Der Begriff der „Trading Zone“ (P. Galison) erlaubt es, Übertragungsvorgänge zu beschreiben, die sich an den Kontaktzonen zwischen Wissenskulturen abspielen. Solche Transfers sind nicht als Übersetzungen, sondern eher als Tauschprozesse zu verstehen, für die eine weitgehende Entlastung der mobilisierten Diagramme von den jeweils disziplinintern geltenden Interpretationsstandards die Voraussetzung ist. Auf der Seite der beteiligten Akteure ist somit keine vollständige Übereinkunft hinsichtlich der Deutung, sondern lediglich die Bereitschaft zur Kooperation und ein gewisses, nicht immer unproblematisches Vertrauen in die Austauschbarkeit dieser Transferobjekte vorauszusetzen. Dabei scheint ihr integratives Potential darin zu liegen, die kognitive Arbeit verschiedener Wissenschaftler und Praktiker so zusammenführen und die Konzentration bündeln zu können, dass dadurch die Wahrscheinlichkeit steigt, dass sich auch über wissenskulturelle Grenzen hinweg Szenen „geteilter Aufmerksamkeit“ (M. Tomasello) einstellen.

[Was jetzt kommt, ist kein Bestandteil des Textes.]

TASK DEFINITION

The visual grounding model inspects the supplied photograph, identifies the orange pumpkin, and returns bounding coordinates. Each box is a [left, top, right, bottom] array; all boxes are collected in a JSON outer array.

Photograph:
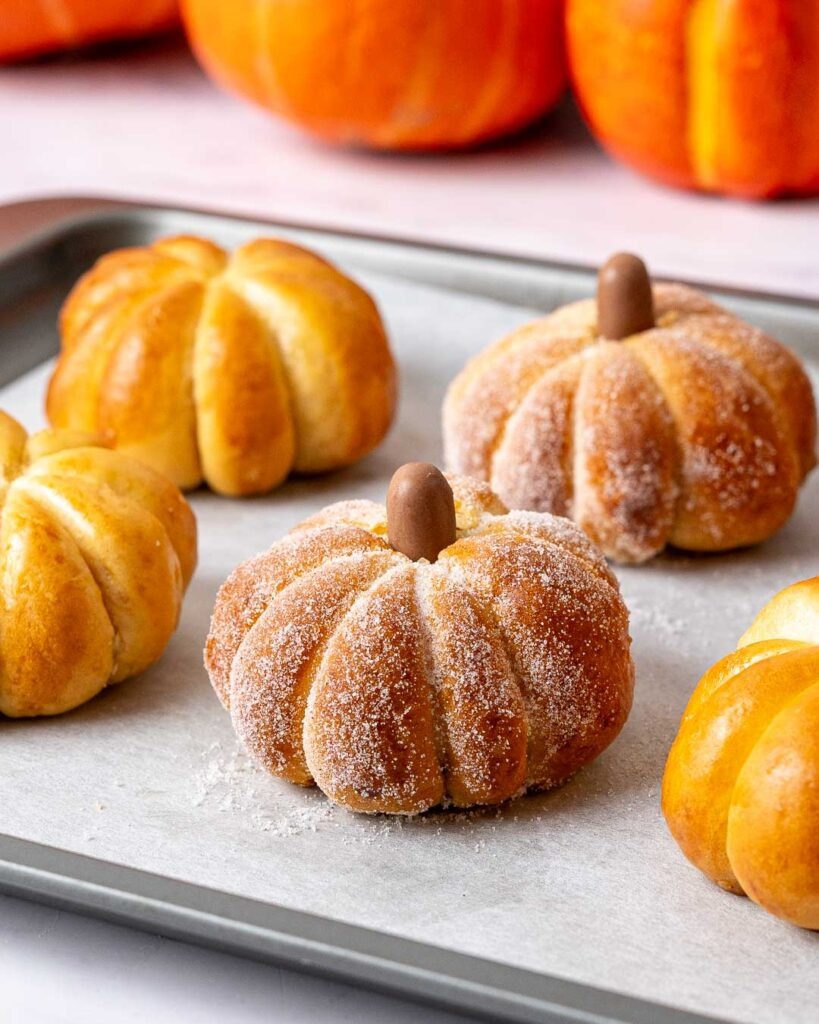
[[182, 0, 565, 150], [0, 0, 178, 60], [567, 0, 819, 198]]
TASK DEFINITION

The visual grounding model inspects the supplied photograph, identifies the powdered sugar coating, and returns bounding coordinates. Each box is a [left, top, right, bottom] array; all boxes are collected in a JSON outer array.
[[443, 284, 816, 562], [207, 477, 634, 813]]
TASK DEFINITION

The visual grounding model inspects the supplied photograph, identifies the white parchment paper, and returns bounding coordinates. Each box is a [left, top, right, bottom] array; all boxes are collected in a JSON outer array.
[[0, 275, 819, 1024]]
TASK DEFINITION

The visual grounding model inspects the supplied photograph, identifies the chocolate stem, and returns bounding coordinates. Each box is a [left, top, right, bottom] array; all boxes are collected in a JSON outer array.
[[597, 253, 654, 341], [387, 462, 456, 562]]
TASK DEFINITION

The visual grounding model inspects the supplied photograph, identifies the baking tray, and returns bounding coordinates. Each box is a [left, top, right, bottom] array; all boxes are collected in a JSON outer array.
[[0, 199, 819, 1024]]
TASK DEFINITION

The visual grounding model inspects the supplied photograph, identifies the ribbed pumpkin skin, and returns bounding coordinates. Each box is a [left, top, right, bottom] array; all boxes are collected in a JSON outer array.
[[567, 0, 819, 199], [182, 0, 565, 150], [0, 0, 179, 60]]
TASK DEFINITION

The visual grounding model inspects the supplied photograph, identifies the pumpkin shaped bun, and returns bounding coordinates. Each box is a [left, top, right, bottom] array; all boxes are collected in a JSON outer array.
[[662, 577, 819, 929], [0, 413, 197, 718], [206, 463, 634, 814], [443, 254, 816, 562], [47, 238, 395, 496]]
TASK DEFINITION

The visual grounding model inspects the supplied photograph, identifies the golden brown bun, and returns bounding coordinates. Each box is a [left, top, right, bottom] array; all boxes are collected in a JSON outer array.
[[443, 284, 816, 562], [205, 477, 634, 814], [47, 238, 395, 496], [662, 578, 819, 929], [0, 405, 197, 717]]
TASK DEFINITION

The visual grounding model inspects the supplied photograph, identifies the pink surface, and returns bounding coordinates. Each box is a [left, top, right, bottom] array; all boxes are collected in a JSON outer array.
[[0, 41, 819, 296]]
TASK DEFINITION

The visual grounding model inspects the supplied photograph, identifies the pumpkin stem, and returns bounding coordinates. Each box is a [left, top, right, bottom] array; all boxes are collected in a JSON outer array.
[[387, 462, 456, 562], [597, 253, 655, 341]]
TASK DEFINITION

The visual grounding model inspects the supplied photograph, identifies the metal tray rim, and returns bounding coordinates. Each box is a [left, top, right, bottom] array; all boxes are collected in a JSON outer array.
[[0, 197, 819, 1024]]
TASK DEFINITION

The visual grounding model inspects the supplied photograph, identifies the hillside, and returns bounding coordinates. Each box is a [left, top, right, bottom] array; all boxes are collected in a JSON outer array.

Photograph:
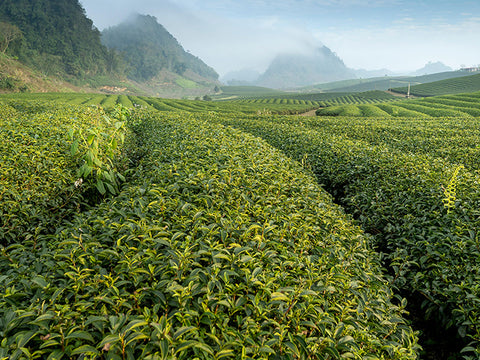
[[312, 70, 480, 93], [392, 71, 480, 96], [0, 0, 121, 79], [102, 14, 218, 88], [257, 46, 355, 89]]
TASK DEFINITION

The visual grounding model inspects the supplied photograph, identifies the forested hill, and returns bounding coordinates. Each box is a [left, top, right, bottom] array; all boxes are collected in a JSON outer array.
[[102, 14, 218, 81], [0, 0, 121, 78], [257, 46, 355, 88]]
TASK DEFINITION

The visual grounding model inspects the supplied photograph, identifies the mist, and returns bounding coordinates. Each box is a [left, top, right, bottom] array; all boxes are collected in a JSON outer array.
[[80, 0, 480, 76], [81, 0, 322, 76]]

Wie die Wissenschaftsforschung der vergangenen Jahrzehnte gezeigt hat, sind für unterschiedlichste Formen wissenschaftlicher Praxis in erster Linie ihre Räumlichkeit, Materialität und Regelgebundenheit fundamental. Von den Netzdiagrammen, die hier untersucht werden sollen, gilt das in ähnlicher Form. Auch darum scheinen sie sich vor dem skizzierten Problemhorizont in besonderer Weise der historischen Rekonstruktion zu empfehlen. Von Interesse sind dabei Fragen, die auf die Bedingungen, Hindernisse und unmittelbaren Folgen diagrammgestützter epistemischer Transfers zielen. Welchen Veränderungen unterliegen die Diagramme selbst dabei? Und wodurch erklärt sich ihre mitunter erstaunliche Langlebigkeit? Netzdiagramme folgen einer visuellen Ökonomie der Sparsamkeit und sind daher stets auch als Trivialisierung angesichts komplizierterer Sachverhalte und Vorgänge zu begreifen. In der Rückschau verknüpft sich damit auch die Frage, in welchen Konstellationen sie ihrerseits dann wiederum als „Erkenntnishindernis“ (G. Bachelard) gewirkt haben könnten. Der Versuch, anhand von Fallstudien spezifischen Diagrammen bei ihrer Passage durch wechselnde Umgebungen zu folgen, soll zu einem besseren Verständnis der Regularitäten beitragen, nach denen epistemische Transfers sich vollziehen.


Bildnachweise:

Abb.1: (Quelle: HStA Stuttgart, J1 76b)

Abb. 2: Spannungsquelle (P, Z), Rheochord (A, S, B) und präparierte Nervenzelle als Spannungsteiler verschaltet. Die Anordnung wurde zur experimentellen Reizung von Nervenfasern durch elektrischen Strom verwendet. Bei diesem Versuch ging es um den empirischen Nachweis der für die Neurophysiologie grundlegenden Einsicht, dass Nervengewebe nicht auf stetige, sondern nur auf abrupte Spannungsänderungen reagiert. (Quelle: Rosenthal, Isidor: Allgemeine Physiologie der Muskeln und Nerven. Verlag F.A. Brockhaus, Leipzig 1899, S. 141.)